There was a dance tent. Not in the old meaning of dance tent, which mean the place in a festival where you see the DJs. Here, the dance tent was dedicated to different dance styles. I tried to get to ‘Introduction to House’ but timetables are a shifting thing and instead saw some people showing out their jazz dance skills. There was a lot of dancing, over the whole weekend. I even danced, and I’ve got long covid and wasn’t at all sure that my legs had dancing in them. I danced in a side tent to a special Steam Down set with Lewisham don Novelist and fellow south Londoner Che Lingo. I never expected to hear Nov’s cautionary county lines lyric two two Lewisham man gone country/ Two two Lewisham man not farming up against bass player Isobella Burnham’s face-screwing low notes or Benji Appiah’s drums and it was as energetic and joyful as you might imagine. I danced to Channel One in the roller disco (which had stopped roller disco-ing by that point in the evening) next to a legendary jazz vocalist who every now and again leaned down from his 6 foot plus heights to tell me about hearing this tune or that tune first time round at Phoebe’s in Hackney as a teenage dread.

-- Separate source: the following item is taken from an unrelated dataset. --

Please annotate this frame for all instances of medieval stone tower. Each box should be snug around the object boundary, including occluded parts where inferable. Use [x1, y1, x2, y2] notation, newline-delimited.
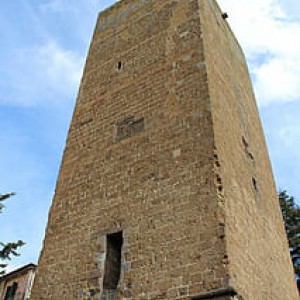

Me, I’m easily moved at the moment but I was moved on multiple occasions over the weekend. Just to dance, and to recognise how something so simple became so complicated.
There was dancing everywhere; in the Love Dancin’ tent, intensely smiling, or just zoning out to Errol Anderson and Alex Rita – who was stunning, again – who brought the understated radiance of Touching Bass to the forest. Or the DJs in the Lemon Lounge, who have pulled off the spectacular trick of building their own system. People were dance-walking across the field, or breaking into a bit of gestural communication in response to a tune dropping half a kilometre away. I went to bed earlier than most people (fatigue needs) and have never been so happy to be dropping in and out of sleep to a killer set by whoever ended with ‘Anti-War Dub’. The happiness levels were high: I DJ’d on the Sunday morning from 9am to midday on the Worldwide FM stage and got my first rewind request before 10am.
Me, I’m easily moved at the moment but I was moved on multiple occasions over the weekend. Just to dance, and to recognise how something so simple became so complicated. To see how many people turned up to show respects and to move to music when the bandstand became a celebration of Ty’s life for the whole of Sunday. To watch a band who I’d watched two years previously, on the same stage, and getting hit by another layer of realising what we’d all been through, and are going through. I loved it. I think it’s fair to say we collectively loved it. We needed it.